振り返ると、紳士にエスコートされた義妹のアラベラがこちらへと近づいてくるのが見えた。
アラベラは私の様子を舐めるように見つめて、怪訝な表情を浮かべる。酷い扱いを受けているであろう私が、肌触りの滑らかな衣装や輝く宝飾品を身につけている姿に、悔しそうに口を引き結んでいた。
あの屋敷にいた頃の私は感情を失ったお人形のようだったけれど、フランツ様やモニカ達のお陰で私は少しずつ心を取り戻してきた。それと同時に恐怖や悲しみの感情も蘇っていたのか、アラベラを見た途端に私の体が小刻みに震え出す。

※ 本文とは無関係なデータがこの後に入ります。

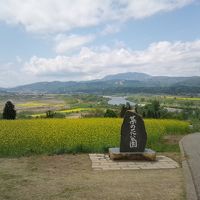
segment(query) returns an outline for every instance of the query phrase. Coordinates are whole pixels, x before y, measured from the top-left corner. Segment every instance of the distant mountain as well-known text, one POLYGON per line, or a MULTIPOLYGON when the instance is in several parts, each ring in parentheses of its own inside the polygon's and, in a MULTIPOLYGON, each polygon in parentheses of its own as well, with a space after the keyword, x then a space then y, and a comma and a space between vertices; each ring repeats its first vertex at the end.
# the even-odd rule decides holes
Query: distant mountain
POLYGON ((151 93, 200 94, 200 77, 150 76, 144 73, 109 75, 100 80, 81 82, 39 82, 6 89, 14 93, 151 93))
POLYGON ((128 73, 120 73, 114 75, 108 75, 104 77, 102 80, 136 80, 136 81, 145 81, 150 79, 152 76, 144 73, 138 72, 128 72, 128 73))

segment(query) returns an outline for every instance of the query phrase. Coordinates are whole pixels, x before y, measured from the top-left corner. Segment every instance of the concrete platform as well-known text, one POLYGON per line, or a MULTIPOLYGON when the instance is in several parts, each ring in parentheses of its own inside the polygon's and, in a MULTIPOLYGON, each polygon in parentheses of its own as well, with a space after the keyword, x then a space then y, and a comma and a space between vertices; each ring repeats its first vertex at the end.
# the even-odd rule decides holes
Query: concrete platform
POLYGON ((109 148, 109 157, 111 160, 156 160, 156 152, 151 149, 145 149, 144 152, 120 152, 119 148, 109 148))
POLYGON ((177 162, 166 156, 157 156, 156 161, 111 160, 107 154, 89 154, 93 170, 150 170, 175 169, 177 162))

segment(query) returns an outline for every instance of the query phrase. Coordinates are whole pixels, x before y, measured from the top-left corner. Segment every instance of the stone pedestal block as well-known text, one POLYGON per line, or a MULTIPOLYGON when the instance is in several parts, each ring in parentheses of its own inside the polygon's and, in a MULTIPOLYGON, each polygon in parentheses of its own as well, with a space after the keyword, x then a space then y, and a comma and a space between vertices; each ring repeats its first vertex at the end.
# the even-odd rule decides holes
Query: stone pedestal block
POLYGON ((109 157, 112 160, 156 160, 156 152, 145 149, 144 152, 120 152, 120 148, 109 148, 109 157))

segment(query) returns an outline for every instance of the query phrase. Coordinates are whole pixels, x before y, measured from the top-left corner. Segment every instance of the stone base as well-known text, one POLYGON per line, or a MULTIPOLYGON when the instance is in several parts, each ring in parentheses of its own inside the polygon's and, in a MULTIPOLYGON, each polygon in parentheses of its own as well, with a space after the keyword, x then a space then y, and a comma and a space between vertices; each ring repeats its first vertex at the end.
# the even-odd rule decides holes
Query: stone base
POLYGON ((109 157, 111 160, 156 160, 156 152, 151 149, 145 149, 144 152, 120 152, 119 148, 109 148, 109 157))

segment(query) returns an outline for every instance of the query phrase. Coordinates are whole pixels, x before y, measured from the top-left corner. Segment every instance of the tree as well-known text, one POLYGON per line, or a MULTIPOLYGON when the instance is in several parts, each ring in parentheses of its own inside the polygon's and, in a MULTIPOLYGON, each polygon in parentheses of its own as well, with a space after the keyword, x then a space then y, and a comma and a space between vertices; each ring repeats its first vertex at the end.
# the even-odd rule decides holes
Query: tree
POLYGON ((3 109, 3 119, 15 119, 16 110, 15 105, 11 101, 7 101, 3 109))

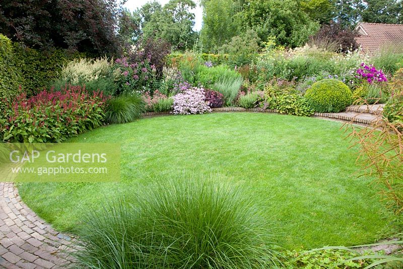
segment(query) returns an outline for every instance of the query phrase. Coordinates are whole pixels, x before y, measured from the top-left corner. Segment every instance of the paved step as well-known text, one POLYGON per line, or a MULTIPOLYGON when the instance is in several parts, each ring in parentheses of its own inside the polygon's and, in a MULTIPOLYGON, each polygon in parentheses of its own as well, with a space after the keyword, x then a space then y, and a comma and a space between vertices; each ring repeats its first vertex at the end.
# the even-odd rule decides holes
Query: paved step
POLYGON ((346 122, 352 122, 364 125, 369 125, 382 119, 380 115, 348 111, 340 113, 315 113, 314 116, 321 119, 346 122))
POLYGON ((0 268, 62 267, 69 237, 58 233, 23 201, 12 183, 0 183, 0 268))
POLYGON ((362 104, 359 105, 350 105, 346 110, 347 112, 357 112, 358 113, 369 113, 380 115, 383 111, 384 104, 362 104))

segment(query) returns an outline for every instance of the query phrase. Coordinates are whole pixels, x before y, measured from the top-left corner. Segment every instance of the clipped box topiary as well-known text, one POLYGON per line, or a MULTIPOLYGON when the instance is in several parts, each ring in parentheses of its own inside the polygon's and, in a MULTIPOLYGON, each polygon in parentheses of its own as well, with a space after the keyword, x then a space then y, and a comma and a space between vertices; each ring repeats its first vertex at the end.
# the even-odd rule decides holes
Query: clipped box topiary
POLYGON ((353 94, 340 80, 323 79, 315 82, 306 91, 305 97, 316 112, 338 113, 351 104, 353 94))

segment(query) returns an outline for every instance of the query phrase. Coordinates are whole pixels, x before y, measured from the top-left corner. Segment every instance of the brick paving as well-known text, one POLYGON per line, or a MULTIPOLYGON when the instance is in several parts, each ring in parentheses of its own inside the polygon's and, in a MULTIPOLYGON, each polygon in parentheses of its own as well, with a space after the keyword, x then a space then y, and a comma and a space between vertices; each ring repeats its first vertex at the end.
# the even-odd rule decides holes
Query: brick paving
MULTIPOLYGON (((380 114, 384 104, 371 104, 350 105, 345 112, 339 113, 319 113, 315 112, 313 117, 344 122, 352 122, 355 124, 368 126, 382 119, 380 114)), ((277 113, 276 110, 262 110, 260 108, 244 109, 242 107, 220 107, 213 109, 213 113, 218 112, 254 112, 263 113, 277 113)), ((170 112, 147 112, 144 113, 144 118, 150 118, 161 116, 172 115, 170 112)))
POLYGON ((11 183, 0 183, 0 267, 59 268, 71 262, 70 237, 29 209, 11 183))

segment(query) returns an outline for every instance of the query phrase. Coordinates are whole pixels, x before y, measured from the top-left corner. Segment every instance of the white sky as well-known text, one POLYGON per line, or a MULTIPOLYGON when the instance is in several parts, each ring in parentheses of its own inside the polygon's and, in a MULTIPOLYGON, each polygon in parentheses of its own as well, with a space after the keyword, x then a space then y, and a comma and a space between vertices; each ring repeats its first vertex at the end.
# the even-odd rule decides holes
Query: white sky
MULTIPOLYGON (((194 1, 194 0, 193 0, 194 1)), ((151 2, 152 0, 127 0, 124 4, 124 7, 128 9, 131 12, 135 11, 138 8, 141 7, 145 4, 151 2)), ((169 0, 157 0, 162 6, 167 4, 169 0)), ((197 4, 198 1, 194 1, 197 4)), ((197 6, 194 10, 192 10, 196 16, 195 24, 193 29, 195 31, 200 31, 202 29, 202 23, 203 22, 203 9, 197 4, 197 6)))

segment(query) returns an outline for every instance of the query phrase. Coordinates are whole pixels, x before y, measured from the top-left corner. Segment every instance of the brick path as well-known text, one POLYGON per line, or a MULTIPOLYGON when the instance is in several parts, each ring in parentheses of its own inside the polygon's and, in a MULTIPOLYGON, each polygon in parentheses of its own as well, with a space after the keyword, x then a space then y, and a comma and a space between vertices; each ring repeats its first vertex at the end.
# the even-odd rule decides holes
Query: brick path
POLYGON ((58 268, 71 262, 70 238, 30 209, 11 183, 0 183, 0 267, 58 268))

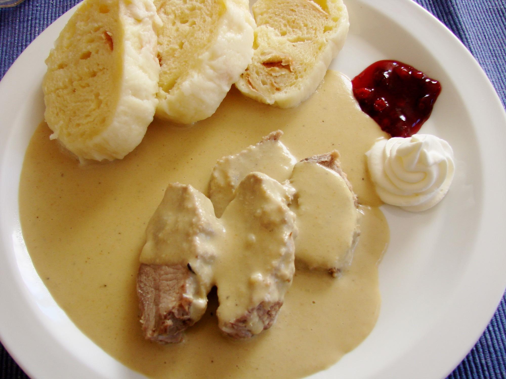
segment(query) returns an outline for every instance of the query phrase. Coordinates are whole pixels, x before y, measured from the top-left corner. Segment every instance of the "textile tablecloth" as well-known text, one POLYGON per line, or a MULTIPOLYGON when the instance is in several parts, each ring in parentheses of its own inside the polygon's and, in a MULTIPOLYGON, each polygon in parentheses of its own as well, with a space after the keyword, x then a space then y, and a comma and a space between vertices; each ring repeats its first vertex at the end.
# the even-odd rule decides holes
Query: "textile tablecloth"
MULTIPOLYGON (((506 0, 415 1, 444 23, 471 51, 506 107, 506 0)), ((0 80, 28 44, 79 1, 26 0, 16 7, 0 10, 0 80)), ((27 378, 3 346, 0 348, 2 377, 27 378)), ((506 296, 483 335, 448 376, 500 378, 506 379, 506 296)))

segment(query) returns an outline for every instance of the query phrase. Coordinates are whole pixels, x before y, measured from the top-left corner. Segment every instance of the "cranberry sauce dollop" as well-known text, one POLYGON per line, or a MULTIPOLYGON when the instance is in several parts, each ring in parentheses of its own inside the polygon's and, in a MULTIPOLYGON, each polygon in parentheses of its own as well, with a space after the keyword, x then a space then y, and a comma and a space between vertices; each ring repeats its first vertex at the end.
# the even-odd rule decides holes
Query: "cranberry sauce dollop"
POLYGON ((441 90, 437 80, 398 61, 373 63, 352 83, 362 110, 392 137, 416 133, 441 90))

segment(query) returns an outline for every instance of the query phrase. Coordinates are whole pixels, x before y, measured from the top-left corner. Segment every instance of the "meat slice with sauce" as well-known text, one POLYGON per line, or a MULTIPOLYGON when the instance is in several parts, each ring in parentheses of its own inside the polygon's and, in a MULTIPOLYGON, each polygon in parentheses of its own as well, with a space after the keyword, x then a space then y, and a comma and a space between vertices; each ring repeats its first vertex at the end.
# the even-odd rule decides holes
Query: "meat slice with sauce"
POLYGON ((209 183, 209 197, 217 217, 221 217, 235 188, 250 172, 263 172, 280 182, 288 179, 297 160, 280 140, 282 135, 276 130, 240 153, 218 160, 209 183))
POLYGON ((337 151, 306 158, 293 167, 290 209, 300 230, 298 267, 338 276, 351 263, 360 235, 357 197, 341 169, 337 151))
POLYGON ((220 328, 246 338, 271 326, 294 270, 291 188, 254 172, 223 217, 190 185, 170 184, 146 229, 137 292, 145 337, 179 342, 218 287, 220 328))
POLYGON ((208 199, 191 185, 169 184, 146 228, 137 276, 146 339, 179 342, 202 317, 224 231, 208 199))
POLYGON ((229 238, 216 265, 218 324, 234 338, 272 325, 291 284, 297 229, 291 194, 260 172, 246 176, 221 221, 229 238))

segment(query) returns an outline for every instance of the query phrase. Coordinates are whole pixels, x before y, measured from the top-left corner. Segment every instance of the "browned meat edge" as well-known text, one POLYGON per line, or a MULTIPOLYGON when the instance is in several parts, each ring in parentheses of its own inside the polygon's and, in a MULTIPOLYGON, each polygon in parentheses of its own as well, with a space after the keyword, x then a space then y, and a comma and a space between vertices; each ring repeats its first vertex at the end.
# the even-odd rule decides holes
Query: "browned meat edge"
MULTIPOLYGON (((358 208, 358 199, 357 198, 357 195, 353 192, 353 187, 352 186, 351 183, 348 180, 346 173, 341 168, 341 162, 339 161, 339 152, 337 150, 332 150, 329 153, 326 153, 324 154, 320 154, 319 155, 314 155, 312 157, 303 159, 302 160, 315 162, 319 165, 321 165, 324 167, 326 167, 339 174, 344 179, 345 182, 348 185, 348 188, 350 188, 351 193, 353 195, 355 207, 358 208)), ((355 233, 353 234, 353 240, 352 243, 351 247, 350 249, 351 251, 353 251, 355 250, 355 247, 357 245, 357 243, 358 242, 358 238, 360 235, 360 230, 358 229, 356 229, 355 233)), ((328 269, 329 273, 334 277, 338 276, 341 273, 341 269, 338 267, 332 267, 328 269)))
POLYGON ((193 301, 186 266, 141 264, 137 276, 141 323, 146 340, 161 343, 180 342, 183 332, 195 323, 190 317, 193 301))

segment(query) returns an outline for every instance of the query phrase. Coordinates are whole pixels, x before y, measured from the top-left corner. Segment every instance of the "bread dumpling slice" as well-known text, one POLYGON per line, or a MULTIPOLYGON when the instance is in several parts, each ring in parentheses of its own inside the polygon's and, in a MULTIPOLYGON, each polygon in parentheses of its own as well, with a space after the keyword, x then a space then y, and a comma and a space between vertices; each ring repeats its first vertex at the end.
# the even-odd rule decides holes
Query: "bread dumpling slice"
POLYGON ((251 63, 247 0, 155 0, 163 28, 156 116, 190 124, 211 116, 251 63))
POLYGON ((46 63, 46 121, 80 160, 121 159, 140 143, 158 101, 152 0, 86 0, 46 63))
POLYGON ((342 0, 259 0, 253 61, 235 83, 258 101, 287 108, 307 99, 344 44, 342 0))

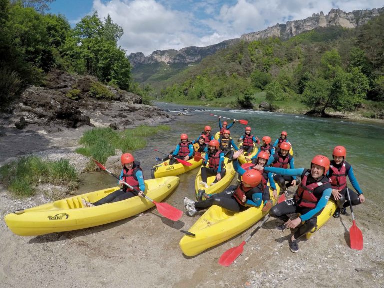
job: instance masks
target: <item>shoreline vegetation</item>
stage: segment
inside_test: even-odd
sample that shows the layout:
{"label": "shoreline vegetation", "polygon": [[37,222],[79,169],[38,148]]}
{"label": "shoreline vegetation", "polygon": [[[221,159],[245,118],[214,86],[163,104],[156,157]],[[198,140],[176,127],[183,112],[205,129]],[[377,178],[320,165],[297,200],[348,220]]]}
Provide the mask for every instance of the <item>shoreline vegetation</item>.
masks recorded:
{"label": "shoreline vegetation", "polygon": [[[110,128],[95,128],[84,133],[78,140],[84,147],[78,148],[75,152],[90,158],[85,171],[94,171],[96,166],[92,158],[104,164],[108,157],[116,154],[116,150],[126,153],[142,149],[146,146],[146,138],[170,130],[166,125],[156,127],[142,125],[122,132]],[[17,198],[36,196],[40,185],[58,186],[52,188],[52,192],[46,193],[48,198],[58,200],[67,196],[67,192],[70,193],[78,188],[79,174],[74,166],[67,159],[60,158],[52,161],[29,155],[0,168],[0,182]]]}

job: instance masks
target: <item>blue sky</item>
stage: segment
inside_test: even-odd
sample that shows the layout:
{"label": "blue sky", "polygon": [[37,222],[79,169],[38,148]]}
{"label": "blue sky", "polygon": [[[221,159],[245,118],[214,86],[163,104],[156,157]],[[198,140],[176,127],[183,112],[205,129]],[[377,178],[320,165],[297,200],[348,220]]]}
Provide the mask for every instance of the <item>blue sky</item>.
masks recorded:
{"label": "blue sky", "polygon": [[239,38],[278,23],[300,20],[332,8],[346,12],[381,8],[382,0],[56,0],[50,12],[72,26],[98,11],[124,29],[119,44],[148,56],[156,50],[206,46]]}

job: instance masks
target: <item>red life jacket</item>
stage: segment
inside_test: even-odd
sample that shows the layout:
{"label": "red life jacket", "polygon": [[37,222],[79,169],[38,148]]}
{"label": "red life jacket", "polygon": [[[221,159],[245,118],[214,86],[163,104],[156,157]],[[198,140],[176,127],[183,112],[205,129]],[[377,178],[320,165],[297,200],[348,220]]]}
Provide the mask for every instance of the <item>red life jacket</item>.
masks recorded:
{"label": "red life jacket", "polygon": [[278,138],[278,148],[280,148],[280,145],[281,145],[282,144],[284,143],[284,142],[286,142],[287,140],[287,140],[286,138],[284,139],[284,140],[282,139],[281,137],[280,138]]}
{"label": "red life jacket", "polygon": [[[140,190],[140,185],[138,184],[138,180],[136,176],[136,172],[138,170],[142,171],[140,166],[136,166],[136,162],[134,162],[134,168],[130,170],[127,170],[127,169],[124,168],[123,168],[122,180],[132,186],[135,189]],[[126,191],[133,191],[129,187],[127,186],[126,186],[126,187],[127,188]]]}
{"label": "red life jacket", "polygon": [[342,164],[340,171],[333,165],[330,165],[330,168],[332,170],[332,176],[330,178],[332,181],[331,185],[332,189],[342,190],[346,187],[346,162]]}
{"label": "red life jacket", "polygon": [[288,155],[286,156],[285,159],[283,159],[282,156],[279,154],[278,160],[276,162],[274,162],[272,166],[274,167],[276,167],[276,168],[283,168],[284,169],[288,169],[288,164],[290,162],[290,157]]}
{"label": "red life jacket", "polygon": [[246,134],[244,135],[244,139],[243,140],[242,146],[244,147],[250,147],[254,146],[254,138],[253,135],[247,135]]}
{"label": "red life jacket", "polygon": [[204,137],[204,139],[205,139],[205,140],[206,140],[206,142],[204,142],[204,144],[206,145],[208,144],[210,144],[210,138],[208,136],[207,136],[204,133],[202,134],[200,136],[201,137],[202,136],[202,137]]}
{"label": "red life jacket", "polygon": [[271,146],[270,144],[268,144],[266,146],[264,146],[263,145],[261,147],[260,147],[260,150],[261,150],[263,152],[268,152],[268,153],[270,154],[270,155],[272,154],[272,146]]}
{"label": "red life jacket", "polygon": [[[266,177],[268,177],[268,174],[266,174]],[[266,179],[265,177],[264,176],[262,178],[262,182],[260,182],[260,184],[258,184],[258,186],[257,186],[256,188],[258,188],[262,190],[262,193],[263,193],[264,192],[264,190],[266,188],[266,186],[267,184],[267,180]],[[236,191],[234,194],[234,198],[238,202],[238,204],[242,206],[246,206],[246,203],[243,203],[242,201],[242,200],[244,196],[247,196],[246,194],[252,190],[252,189],[254,189],[255,188],[252,188],[252,187],[245,187],[242,182],[240,184],[240,185],[238,186],[238,188],[236,190]],[[248,196],[247,196],[247,198],[248,198]]]}
{"label": "red life jacket", "polygon": [[215,170],[218,169],[220,164],[220,154],[221,150],[219,150],[213,155],[210,154],[210,168],[213,168]]}
{"label": "red life jacket", "polygon": [[178,156],[185,157],[190,154],[190,142],[187,142],[184,144],[182,142],[179,144],[180,150],[178,150]]}
{"label": "red life jacket", "polygon": [[220,137],[220,150],[222,151],[229,151],[232,148],[232,138],[230,137],[228,139],[223,137]]}
{"label": "red life jacket", "polygon": [[[307,186],[306,182],[308,180],[308,176],[310,174],[309,172],[307,172],[302,179],[302,182],[298,186],[298,192],[294,196],[294,199],[300,207],[313,209],[316,207],[320,200],[320,198],[317,198],[315,196],[314,190],[316,188],[322,186],[324,184],[320,181]],[[330,182],[330,181],[329,182]]]}

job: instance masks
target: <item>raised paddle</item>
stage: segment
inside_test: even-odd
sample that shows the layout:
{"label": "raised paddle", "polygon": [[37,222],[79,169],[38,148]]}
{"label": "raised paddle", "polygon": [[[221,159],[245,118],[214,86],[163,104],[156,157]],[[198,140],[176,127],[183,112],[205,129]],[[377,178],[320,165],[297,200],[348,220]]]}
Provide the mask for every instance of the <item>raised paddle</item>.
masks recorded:
{"label": "raised paddle", "polygon": [[[210,115],[211,116],[214,116],[215,117],[219,117],[219,116],[218,116],[218,115],[215,115],[214,114],[210,114]],[[226,117],[222,116],[222,118],[224,118],[224,119],[228,119],[228,120],[230,120],[230,118],[227,118]],[[247,121],[246,120],[236,120],[236,119],[234,119],[234,120],[236,120],[236,121],[240,123],[240,124],[242,124],[243,125],[248,125],[248,121]]]}
{"label": "raised paddle", "polygon": [[[96,164],[98,166],[100,167],[102,170],[104,170],[104,171],[108,172],[116,179],[120,180],[120,178],[112,173],[112,172],[108,170],[106,168],[104,167],[102,164],[99,163],[96,161],[96,160],[94,160],[94,162],[96,163]],[[138,194],[140,191],[138,191],[136,189],[134,188],[130,185],[128,183],[126,183],[126,182],[124,182],[124,184],[131,189],[133,190],[136,193]],[[146,200],[149,200],[154,204],[156,205],[156,208],[158,208],[158,212],[166,218],[168,218],[168,219],[170,219],[172,221],[178,221],[182,216],[182,211],[181,211],[178,209],[176,209],[173,206],[171,206],[167,203],[158,203],[156,201],[152,200],[152,199],[148,197],[148,196],[145,194],[143,194],[142,196],[144,196],[144,197],[145,197]]]}
{"label": "raised paddle", "polygon": [[[154,150],[156,152],[158,152],[159,153],[161,153],[162,154],[164,155],[169,155],[168,154],[166,154],[165,153],[163,153],[162,152],[160,152],[157,149]],[[186,161],[184,161],[184,160],[182,160],[181,159],[179,159],[178,158],[176,158],[176,157],[174,157],[176,160],[180,164],[182,164],[184,165],[184,166],[192,166],[192,164],[190,163],[189,162],[187,162]]]}
{"label": "raised paddle", "polygon": [[[278,203],[280,204],[285,200],[286,195],[283,194],[278,198]],[[270,217],[270,216],[268,215],[268,216],[262,222],[262,224],[260,224],[260,225],[259,225],[256,228],[256,229],[255,229],[254,231],[252,232],[250,235],[248,236],[247,238],[246,239],[245,241],[242,242],[242,244],[240,244],[240,245],[236,247],[231,248],[225,252],[220,258],[220,259],[219,259],[218,264],[220,264],[220,265],[222,266],[224,266],[225,267],[228,267],[229,266],[230,266],[230,265],[234,262],[234,260],[236,260],[236,259],[237,259],[238,256],[242,254],[243,251],[244,251],[244,246],[245,246],[247,242],[250,240],[250,238],[252,238],[256,232],[260,230],[262,226],[268,220]]]}
{"label": "raised paddle", "polygon": [[356,225],[356,222],[354,220],[354,208],[352,206],[352,202],[350,201],[350,190],[347,187],[346,192],[348,194],[348,198],[350,200],[350,212],[352,212],[352,220],[353,224],[352,227],[350,229],[350,248],[354,250],[362,250],[364,245],[364,240],[362,238],[362,233],[361,230],[358,228]]}

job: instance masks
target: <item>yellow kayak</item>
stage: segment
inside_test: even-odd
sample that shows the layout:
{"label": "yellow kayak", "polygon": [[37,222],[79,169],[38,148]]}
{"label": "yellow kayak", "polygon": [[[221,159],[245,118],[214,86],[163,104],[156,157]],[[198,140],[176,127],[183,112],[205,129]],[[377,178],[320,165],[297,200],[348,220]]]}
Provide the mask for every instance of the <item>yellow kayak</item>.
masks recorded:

その動揺を悟ったように、フランツ様が強く私の肩を抱いた。
「行こうか」
支えられて歩き出す。
すれ違う瞬間に、私にだけ聞こえるような声でアラベラが耳打ちした。
「マナーのなっていないお義姉様。どうぞ、恥をかかないように気をつけて」
アラベラの真っ赤な唇が、片側の口端だけ吊り上げた笑みを浮かべる。私の脳裏に、屋敷で受けた酷い仕打ちが蘇った。
『お母様、見て! お義姉様ったら家畜のようだわ』
上手く息を吸う事が出来ずに、どんどん呼吸が乱れていく。無意識のように零れ落ちる涙を、私は止める事が出来なかった。